CAN WE, THE WILLFUL MANY, BECOME ONE?

By Edwin Cooney

The polls in California had barely closed last Tuesday night when all of the networks and cable channels declared that Senator Barack Obama had been elected President of the United States of America.

These declarations were followed, almost immediately, by an exceedingly generous, classy, and patriotic concession speech by Arizona Senator John McCain. Next came the President-Elect who acknowledged Senator McCain’s service to his country and asserted the importance of respect for and consultation with representatives of differing political opinions.

Standing before tens of thousands of his supporters in Chicago’s Grant Park, America’s next President insisted, as he has throughout his campaign, that “yes, we can” surmount the difficulties Americans face at home and abroad in a changing nation and world. Even more, Barack Obama insisted that we have more in common than we have differences. “…Out of many, we are one,” he said.

“…If I have not earned your vote tonight,” said the President-Elect to millions of down-hearted political opponents, “I have heard your voice and I will be your President, too.”

Exactly twenty-eight years ago to the date and very day of the week, Tuesday, November 4th, 1980, another man received the overwhelming support of the American people at the polls. His name was Ronald Wilson Reagan. His victory over President Jimmy Carter brought ideological conservatism into power. Mr. Reagan’s national and world views differed sharply from that of even recent Republican presidents Nixon and Ford. Supply-side economics replaced Keynesian economics. In foreign affairs, the Soviet Union became “the evil empire”. The “START treaty” which would allow us to install cruise missiles in Western Europe to counter Soviet SS-20 missiles aimed at Central Europe replaced the SALT 2 treaty. “Tax indexing” to adjust increases in earned income was adopted to reflect inflation. The line item veto became a popular proposal to limit government spending. It would remain so even after it was declared unconstitutional by a conservative Supreme Court.

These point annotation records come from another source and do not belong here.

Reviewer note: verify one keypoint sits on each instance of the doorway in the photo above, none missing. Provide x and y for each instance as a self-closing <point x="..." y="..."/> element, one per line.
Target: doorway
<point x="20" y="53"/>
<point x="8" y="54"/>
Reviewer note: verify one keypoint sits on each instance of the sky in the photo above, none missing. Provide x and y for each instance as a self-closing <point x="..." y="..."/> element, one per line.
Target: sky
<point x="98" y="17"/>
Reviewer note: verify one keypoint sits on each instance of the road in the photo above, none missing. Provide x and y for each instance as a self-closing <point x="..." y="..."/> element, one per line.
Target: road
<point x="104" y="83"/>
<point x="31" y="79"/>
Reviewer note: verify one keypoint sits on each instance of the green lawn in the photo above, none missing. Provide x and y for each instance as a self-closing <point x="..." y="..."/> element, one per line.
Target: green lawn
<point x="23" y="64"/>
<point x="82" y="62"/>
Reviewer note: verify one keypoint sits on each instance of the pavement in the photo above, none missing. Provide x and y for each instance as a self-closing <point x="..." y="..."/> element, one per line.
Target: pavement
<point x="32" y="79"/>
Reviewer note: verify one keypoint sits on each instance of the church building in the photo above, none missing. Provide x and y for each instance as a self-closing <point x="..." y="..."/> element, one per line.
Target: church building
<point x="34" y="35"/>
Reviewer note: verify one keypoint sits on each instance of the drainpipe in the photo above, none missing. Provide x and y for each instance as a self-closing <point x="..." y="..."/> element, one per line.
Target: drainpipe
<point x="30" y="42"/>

By 1984, it was “Morning in America” and President Reagan lost only the state of Minnesota (the home state of former Vice President Walter Mondale, his opponent) in his bid for re-election. Reaganites, along with millions of other satisfied and gratified Americans, were united in the belief that President Reagan had brought the country out of the “malaise” of the Carter years. America was rich, prosperous, politically and morally principled, and in control of its prospects for peace and security. Thus, on the surface, we appeared to be one.

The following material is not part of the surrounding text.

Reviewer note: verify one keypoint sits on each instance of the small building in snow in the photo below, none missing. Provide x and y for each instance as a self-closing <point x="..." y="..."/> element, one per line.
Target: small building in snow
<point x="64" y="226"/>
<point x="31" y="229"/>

Or, were we? Did our general satisfaction with President Reagan and his political doctrine constitute a lasting unity—or should it have?

I say, of course not.

Twenty-eight years after our 1980 consensus, ideologists of both the left and right insist, even between political seasons, that they alone are the guardians of the pathway to morality. This insistence, Senator Obama pointed out in his book “The Audacity of Hope,” is what prohibits consensus between Republicans and Democrats in the media, in the highest councils of government, and even in our current culture.

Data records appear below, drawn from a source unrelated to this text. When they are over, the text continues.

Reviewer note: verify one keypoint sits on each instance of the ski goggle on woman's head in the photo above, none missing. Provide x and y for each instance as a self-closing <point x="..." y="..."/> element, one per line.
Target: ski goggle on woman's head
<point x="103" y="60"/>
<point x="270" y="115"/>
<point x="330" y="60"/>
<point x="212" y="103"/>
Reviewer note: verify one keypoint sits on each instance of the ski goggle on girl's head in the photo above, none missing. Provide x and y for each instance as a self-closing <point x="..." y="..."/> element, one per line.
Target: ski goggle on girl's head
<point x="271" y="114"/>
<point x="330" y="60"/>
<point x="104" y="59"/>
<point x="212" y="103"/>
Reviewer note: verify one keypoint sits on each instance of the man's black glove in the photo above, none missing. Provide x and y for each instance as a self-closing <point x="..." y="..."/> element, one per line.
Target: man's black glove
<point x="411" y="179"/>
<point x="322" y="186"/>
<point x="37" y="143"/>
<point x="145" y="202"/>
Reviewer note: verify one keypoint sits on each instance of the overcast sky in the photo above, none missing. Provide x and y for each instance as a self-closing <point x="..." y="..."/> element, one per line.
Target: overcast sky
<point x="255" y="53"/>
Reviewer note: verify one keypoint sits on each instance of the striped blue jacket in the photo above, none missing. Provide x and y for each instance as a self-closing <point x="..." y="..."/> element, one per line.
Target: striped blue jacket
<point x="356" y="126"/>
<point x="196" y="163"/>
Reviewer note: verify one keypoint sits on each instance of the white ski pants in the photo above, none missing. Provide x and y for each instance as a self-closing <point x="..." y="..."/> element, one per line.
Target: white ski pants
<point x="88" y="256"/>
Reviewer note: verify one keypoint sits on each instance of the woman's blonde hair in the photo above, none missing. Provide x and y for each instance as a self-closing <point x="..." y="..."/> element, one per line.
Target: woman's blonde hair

Hence, even as President Obama seeks a way out of our current economic morass, his greatest task will be to teach both conservatives and liberals an essential lesson: acknowledgment of and cooperation with one another is the essence of good government.

Liberals, who consider themselves the most tolerant of people, destroy their reputation for tolerance by insisting that all conservative ideas are narrow, racist, selfish, exploitive, and jingoistic. Conservatives, who consider themselves to be the supreme lovers of freedom, could be even more powerful if they acknowledged that those who differ with them are no less patriotic, fiscally responsible, or spiritually principled than they are. The first principle of freedom is inclusiveness not exclusivity. Differences in strategy or tactics do not constitute a lack of patriotism or a threat to America’s safety.

History is replete with our differences as a people. During the War of 1812, powerful forces in conservative New England considered secession forty years before the South seceded. We differed over slavery and reconstruction. Vast economic differences in the late nineteenth century brought about rural granges and urban unions. We differed over women’s suffrage, the social adjustments during the depression, and isolationism vs. internationalism during and after World War II. Civil rights and civil liberties inevitably draw us up short and force us to consider uncomfortable questions. These differences have been largely overcome by individual as well as group familiarity and acknowledgment. Ultimately, we will always be united in support of the peace, prosperity and security of our nation.

President-Elect Obama is right to seek national consensus, but the right and power of a free people to offer or withdraw its consent is the gift of we, the willful ones.